The duration of the registration of a trademark and collective mark is for ten years and may be renewed for a further period of ten years subject to renewal fees to be paid.

=== Invalidation of trademark and collective mark ===

A trademark already registered may be invalidated where either the registered mark failed to satisfy all or part of the necessary requirements for the mark to be registered or the marks have become a common name to the society. An already registered collective mark may be invalidated on three grounds, namely; where only the registered owner uses the trademark to the exclusion of other enterprises, where the registered owner permits the use of the trademark in contravention of the regulations of the collective mark, or where the registered owner uses or permits the use of the trademark in such a way as will likely to cause confusion in trade circles or the public as to the origin of the goods or services concerned.

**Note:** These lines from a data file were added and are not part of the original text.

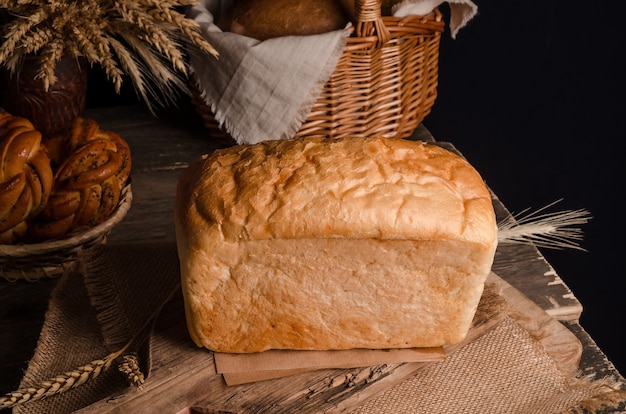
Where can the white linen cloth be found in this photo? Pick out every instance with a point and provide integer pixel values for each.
(264, 90)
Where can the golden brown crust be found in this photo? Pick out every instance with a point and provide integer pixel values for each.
(265, 19)
(87, 184)
(25, 176)
(253, 192)
(332, 244)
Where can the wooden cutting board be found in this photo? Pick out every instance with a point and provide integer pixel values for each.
(183, 378)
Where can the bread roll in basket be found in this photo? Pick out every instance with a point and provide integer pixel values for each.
(59, 195)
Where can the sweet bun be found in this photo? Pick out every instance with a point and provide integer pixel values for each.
(94, 168)
(25, 176)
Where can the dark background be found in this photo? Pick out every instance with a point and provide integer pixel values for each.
(533, 94)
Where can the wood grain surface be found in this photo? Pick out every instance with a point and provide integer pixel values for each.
(161, 149)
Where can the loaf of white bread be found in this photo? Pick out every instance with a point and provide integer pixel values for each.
(328, 244)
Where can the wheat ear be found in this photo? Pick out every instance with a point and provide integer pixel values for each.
(553, 230)
(72, 379)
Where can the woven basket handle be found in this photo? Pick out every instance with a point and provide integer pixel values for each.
(369, 21)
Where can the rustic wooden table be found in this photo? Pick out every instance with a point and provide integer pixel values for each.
(161, 148)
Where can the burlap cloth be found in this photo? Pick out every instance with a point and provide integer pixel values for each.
(119, 290)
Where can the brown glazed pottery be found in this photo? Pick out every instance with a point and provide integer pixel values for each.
(21, 94)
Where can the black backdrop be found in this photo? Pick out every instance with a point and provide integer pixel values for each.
(533, 94)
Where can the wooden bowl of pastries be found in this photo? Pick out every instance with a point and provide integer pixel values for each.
(59, 195)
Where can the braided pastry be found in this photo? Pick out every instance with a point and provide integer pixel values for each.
(26, 176)
(88, 182)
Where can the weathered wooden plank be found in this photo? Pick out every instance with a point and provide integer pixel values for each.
(184, 375)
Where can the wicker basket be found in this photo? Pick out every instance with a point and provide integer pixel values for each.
(32, 262)
(384, 84)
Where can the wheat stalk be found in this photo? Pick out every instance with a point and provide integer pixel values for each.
(129, 366)
(59, 383)
(143, 39)
(554, 230)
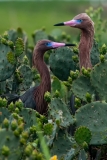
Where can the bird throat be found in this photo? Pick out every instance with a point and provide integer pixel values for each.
(45, 85)
(86, 42)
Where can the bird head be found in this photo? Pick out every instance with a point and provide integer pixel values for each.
(45, 45)
(82, 21)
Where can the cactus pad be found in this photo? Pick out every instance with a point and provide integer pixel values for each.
(6, 68)
(61, 62)
(99, 79)
(93, 116)
(82, 134)
(81, 86)
(59, 111)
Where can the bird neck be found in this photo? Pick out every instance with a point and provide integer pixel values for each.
(86, 42)
(45, 85)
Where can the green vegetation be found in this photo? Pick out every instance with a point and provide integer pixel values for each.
(31, 16)
(27, 135)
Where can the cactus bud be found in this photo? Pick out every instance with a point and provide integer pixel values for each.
(5, 35)
(77, 102)
(6, 123)
(11, 44)
(68, 37)
(103, 49)
(4, 102)
(4, 41)
(57, 94)
(25, 134)
(85, 146)
(73, 75)
(11, 106)
(19, 47)
(22, 141)
(16, 110)
(15, 115)
(11, 58)
(85, 72)
(48, 128)
(63, 35)
(75, 59)
(28, 150)
(13, 125)
(47, 97)
(102, 58)
(88, 97)
(34, 154)
(57, 122)
(5, 151)
(21, 127)
(16, 133)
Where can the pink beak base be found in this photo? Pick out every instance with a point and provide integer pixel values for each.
(70, 23)
(57, 45)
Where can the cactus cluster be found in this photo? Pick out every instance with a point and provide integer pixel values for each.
(24, 133)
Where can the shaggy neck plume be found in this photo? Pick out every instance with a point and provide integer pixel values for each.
(85, 46)
(45, 84)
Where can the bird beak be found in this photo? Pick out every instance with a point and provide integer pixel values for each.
(57, 45)
(67, 23)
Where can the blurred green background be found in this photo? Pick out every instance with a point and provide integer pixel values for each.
(33, 15)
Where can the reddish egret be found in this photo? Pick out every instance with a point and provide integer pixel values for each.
(34, 97)
(86, 25)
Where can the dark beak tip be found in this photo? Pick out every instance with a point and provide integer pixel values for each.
(59, 24)
(70, 44)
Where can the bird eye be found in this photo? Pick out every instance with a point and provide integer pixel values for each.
(79, 20)
(48, 44)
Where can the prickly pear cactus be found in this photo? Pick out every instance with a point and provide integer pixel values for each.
(66, 152)
(39, 35)
(60, 58)
(59, 112)
(7, 68)
(93, 116)
(4, 113)
(58, 88)
(29, 116)
(9, 149)
(81, 86)
(99, 79)
(82, 134)
(95, 53)
(25, 73)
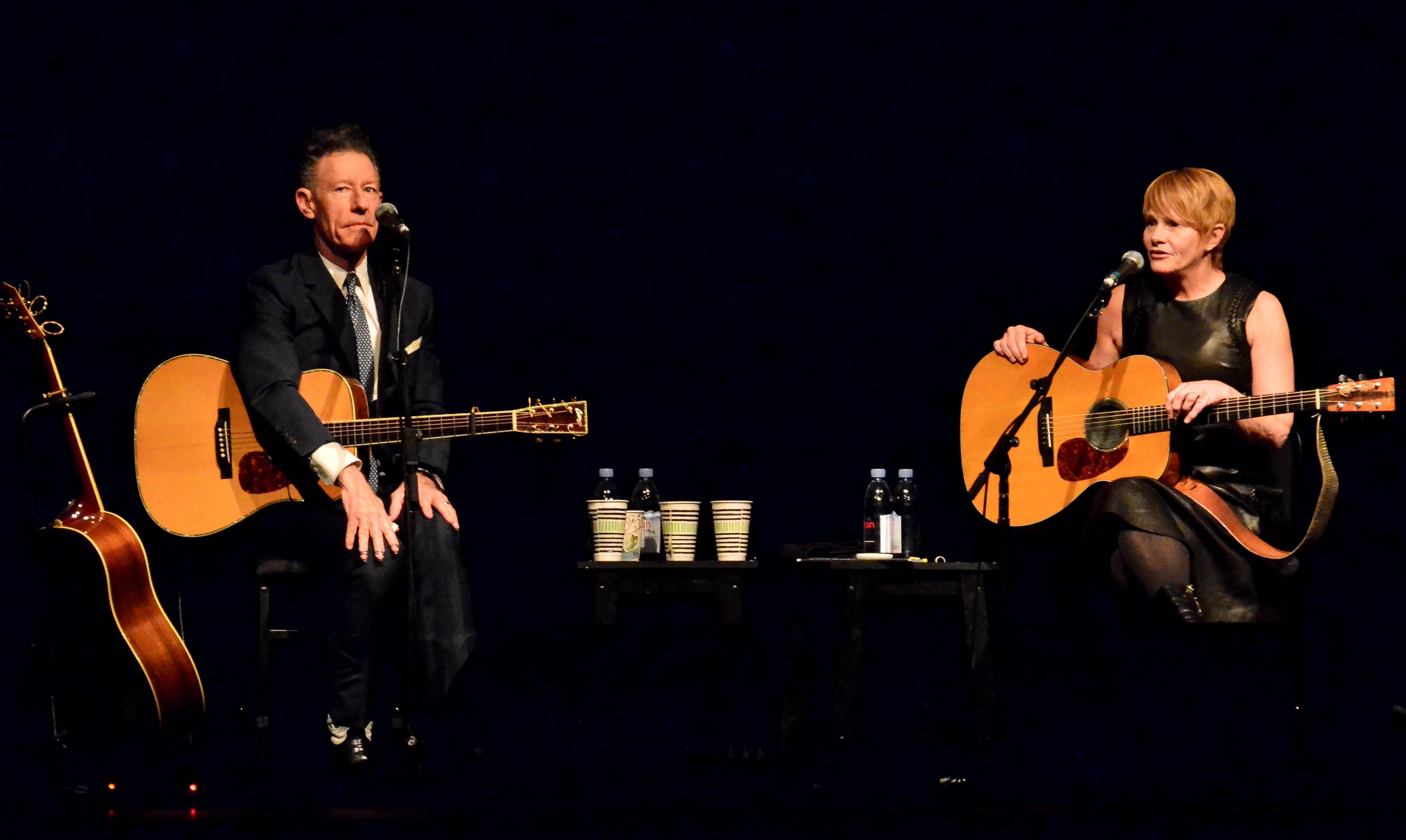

=== Trademark registry ===

The Registrar-General, located at the Registrar-General's Department, is responsible for the registration of trademarks and for the administration of registered marks. A person aggrieved by an omission, error or defect with regards to an entry in the register, may file an application with the Registrar for rectification; however such applications shall not be made to affect the validity of the trademarks in the register. The Registrar has the power to correct an error or a mistake in an application or document filed with the Registry, and an entry made under the Act.

== Conclusion ==

From the Copyright Act right through to the Trademarks Act, the importance of registration is evident. Registration of intellectual property rights vests in the registered owner, exclusive rights which can be exercised in a monopolistic way and gives him rights to court action where there are any faults or offenders seeking to disregard the right of the registered owner. Registration of all intellectual property rights is done with the Registrar General and the applicant must go through a host of procedures, necessary in securing a registration.